Well, we’re walking out and I said, “Jerry, I feel terrible that you
lost that little piece.” We’re actually outside of his house now and
I’m standing in his front yard. I said, “Jerry, I really feel bad that
you lost that little piece.” He said, “It’s ok but I don’t know where
it is. I don’t think even your God can find it.”
Do you ever breathe those immediate little prayers? Nehemiah prayed one
of those prayers. The king said, “What do you want?” He said, “I prayed
to the God of heaven and I said to the king.” It’s just all at once.
Jerry said, “Oh…Don’t worry about it. I don’t even think your God can find it.
“Oh Lord, help me find it.” “Hmm. Hey Jerry, look at what my God can do.”
Jerry said, “Oh that sends chills up my back!”

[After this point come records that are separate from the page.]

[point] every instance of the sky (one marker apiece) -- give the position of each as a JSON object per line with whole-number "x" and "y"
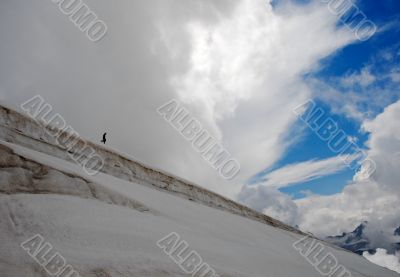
{"x": 241, "y": 68}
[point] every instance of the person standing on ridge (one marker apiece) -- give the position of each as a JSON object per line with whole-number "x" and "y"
{"x": 104, "y": 138}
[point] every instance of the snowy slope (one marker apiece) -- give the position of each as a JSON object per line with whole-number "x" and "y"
{"x": 108, "y": 226}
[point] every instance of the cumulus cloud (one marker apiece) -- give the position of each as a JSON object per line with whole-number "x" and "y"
{"x": 233, "y": 64}
{"x": 382, "y": 258}
{"x": 374, "y": 200}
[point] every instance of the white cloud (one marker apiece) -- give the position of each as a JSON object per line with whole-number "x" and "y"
{"x": 238, "y": 66}
{"x": 303, "y": 172}
{"x": 271, "y": 202}
{"x": 364, "y": 78}
{"x": 382, "y": 258}
{"x": 374, "y": 200}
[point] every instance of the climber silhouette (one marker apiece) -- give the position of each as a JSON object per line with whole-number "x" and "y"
{"x": 104, "y": 138}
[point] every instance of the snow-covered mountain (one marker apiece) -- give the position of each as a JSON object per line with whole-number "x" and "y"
{"x": 358, "y": 241}
{"x": 109, "y": 224}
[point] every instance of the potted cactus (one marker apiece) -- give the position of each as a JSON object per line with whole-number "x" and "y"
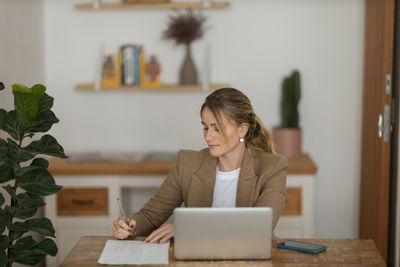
{"x": 287, "y": 137}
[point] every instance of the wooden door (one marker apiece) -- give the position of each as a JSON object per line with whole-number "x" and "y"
{"x": 377, "y": 97}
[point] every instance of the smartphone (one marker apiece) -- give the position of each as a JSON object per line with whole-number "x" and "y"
{"x": 302, "y": 246}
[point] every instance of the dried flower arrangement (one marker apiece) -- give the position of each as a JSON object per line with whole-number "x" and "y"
{"x": 184, "y": 28}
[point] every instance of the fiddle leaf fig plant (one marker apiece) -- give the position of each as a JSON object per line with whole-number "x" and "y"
{"x": 291, "y": 91}
{"x": 24, "y": 175}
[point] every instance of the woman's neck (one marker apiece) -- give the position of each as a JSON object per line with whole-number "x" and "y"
{"x": 231, "y": 160}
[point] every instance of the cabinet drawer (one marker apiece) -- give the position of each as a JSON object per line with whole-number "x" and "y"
{"x": 82, "y": 201}
{"x": 293, "y": 201}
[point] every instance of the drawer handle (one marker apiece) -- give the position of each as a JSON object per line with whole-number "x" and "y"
{"x": 83, "y": 202}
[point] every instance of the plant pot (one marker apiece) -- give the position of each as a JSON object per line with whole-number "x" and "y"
{"x": 188, "y": 73}
{"x": 287, "y": 141}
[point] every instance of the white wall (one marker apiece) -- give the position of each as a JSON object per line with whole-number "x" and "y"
{"x": 254, "y": 43}
{"x": 21, "y": 54}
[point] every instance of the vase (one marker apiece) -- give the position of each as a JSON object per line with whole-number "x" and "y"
{"x": 287, "y": 141}
{"x": 188, "y": 73}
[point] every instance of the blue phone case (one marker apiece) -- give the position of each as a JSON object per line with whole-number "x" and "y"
{"x": 313, "y": 251}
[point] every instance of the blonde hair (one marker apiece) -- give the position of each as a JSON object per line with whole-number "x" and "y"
{"x": 236, "y": 106}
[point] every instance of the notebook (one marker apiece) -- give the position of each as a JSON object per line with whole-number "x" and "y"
{"x": 222, "y": 233}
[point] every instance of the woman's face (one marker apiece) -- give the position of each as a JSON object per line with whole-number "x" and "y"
{"x": 217, "y": 143}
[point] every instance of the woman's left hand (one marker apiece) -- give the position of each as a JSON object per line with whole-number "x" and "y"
{"x": 164, "y": 233}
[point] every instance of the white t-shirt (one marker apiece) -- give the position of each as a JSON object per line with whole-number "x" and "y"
{"x": 225, "y": 189}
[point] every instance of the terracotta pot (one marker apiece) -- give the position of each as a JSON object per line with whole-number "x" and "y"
{"x": 287, "y": 141}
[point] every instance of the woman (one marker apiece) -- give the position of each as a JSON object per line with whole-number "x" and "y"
{"x": 238, "y": 169}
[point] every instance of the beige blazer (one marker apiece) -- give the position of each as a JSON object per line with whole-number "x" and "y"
{"x": 262, "y": 182}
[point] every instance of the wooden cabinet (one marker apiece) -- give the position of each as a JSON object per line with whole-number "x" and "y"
{"x": 98, "y": 184}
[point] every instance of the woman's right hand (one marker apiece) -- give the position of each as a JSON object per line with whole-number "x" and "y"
{"x": 121, "y": 229}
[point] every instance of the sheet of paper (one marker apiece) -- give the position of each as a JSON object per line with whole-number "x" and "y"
{"x": 133, "y": 252}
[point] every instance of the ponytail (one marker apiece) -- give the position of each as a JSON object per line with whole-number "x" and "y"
{"x": 237, "y": 106}
{"x": 259, "y": 136}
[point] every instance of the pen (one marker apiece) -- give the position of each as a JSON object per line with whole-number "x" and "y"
{"x": 124, "y": 214}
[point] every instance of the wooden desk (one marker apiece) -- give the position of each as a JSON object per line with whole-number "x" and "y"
{"x": 89, "y": 207}
{"x": 340, "y": 252}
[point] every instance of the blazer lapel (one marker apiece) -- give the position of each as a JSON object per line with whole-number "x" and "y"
{"x": 201, "y": 189}
{"x": 246, "y": 183}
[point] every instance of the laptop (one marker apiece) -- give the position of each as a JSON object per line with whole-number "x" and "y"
{"x": 222, "y": 233}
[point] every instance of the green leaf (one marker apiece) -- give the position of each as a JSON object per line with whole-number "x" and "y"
{"x": 29, "y": 252}
{"x": 19, "y": 154}
{"x": 44, "y": 121}
{"x": 3, "y": 222}
{"x": 3, "y": 257}
{"x": 40, "y": 225}
{"x": 4, "y": 241}
{"x": 3, "y": 115}
{"x": 36, "y": 164}
{"x": 46, "y": 102}
{"x": 46, "y": 145}
{"x": 38, "y": 90}
{"x": 20, "y": 88}
{"x": 28, "y": 201}
{"x": 40, "y": 162}
{"x": 3, "y": 147}
{"x": 11, "y": 125}
{"x": 20, "y": 213}
{"x": 9, "y": 189}
{"x": 6, "y": 170}
{"x": 26, "y": 242}
{"x": 38, "y": 182}
{"x": 23, "y": 170}
{"x": 26, "y": 102}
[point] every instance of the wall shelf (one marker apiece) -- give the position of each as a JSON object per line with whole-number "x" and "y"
{"x": 89, "y": 87}
{"x": 200, "y": 4}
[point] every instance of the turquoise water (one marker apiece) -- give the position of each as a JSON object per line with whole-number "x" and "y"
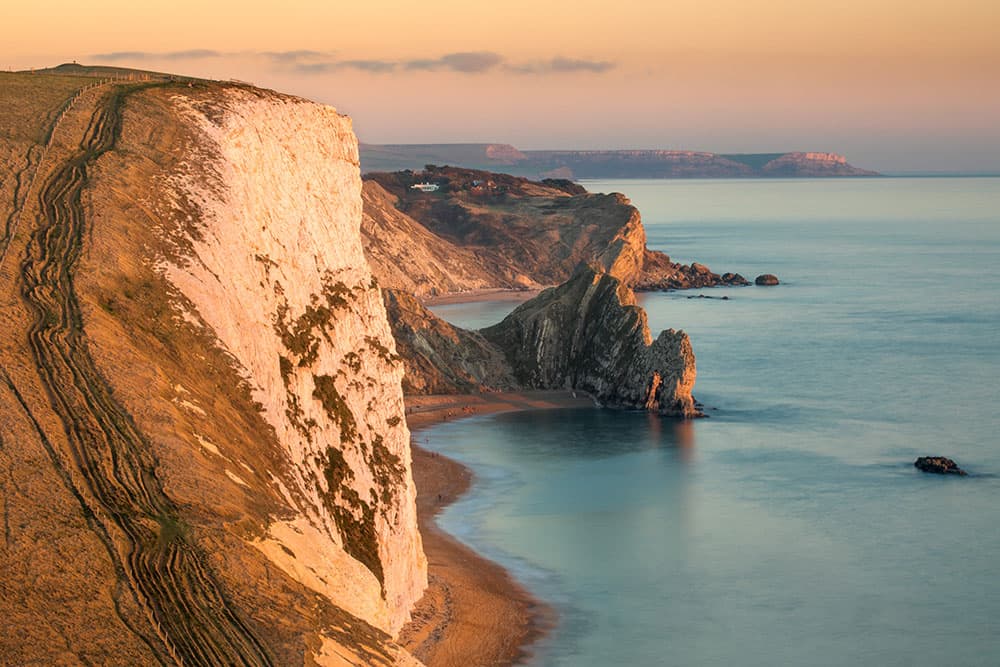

Though it’s not supernatural, but it sure is fitting for God. Don’t you
believe that there’s nothing that your God can’t do supernaturally?
Is God drying up one of your brooks? He’s not unknowing about what He
is doing. Do you know what He may be doing? He may be preparing you for
a Mount Carmel experience. If you’ll trust Him in the brook Cherith,
let Him lead you to Zarephath, you may be one day standing on top of
Mount Carmel and calling down fire from heaven, because you were
faithful when He moved you from the brook. What do you do when the
brook dries up? Trust the God who led you there in the 1st place, that
He’ll lead you faithfully to the next place.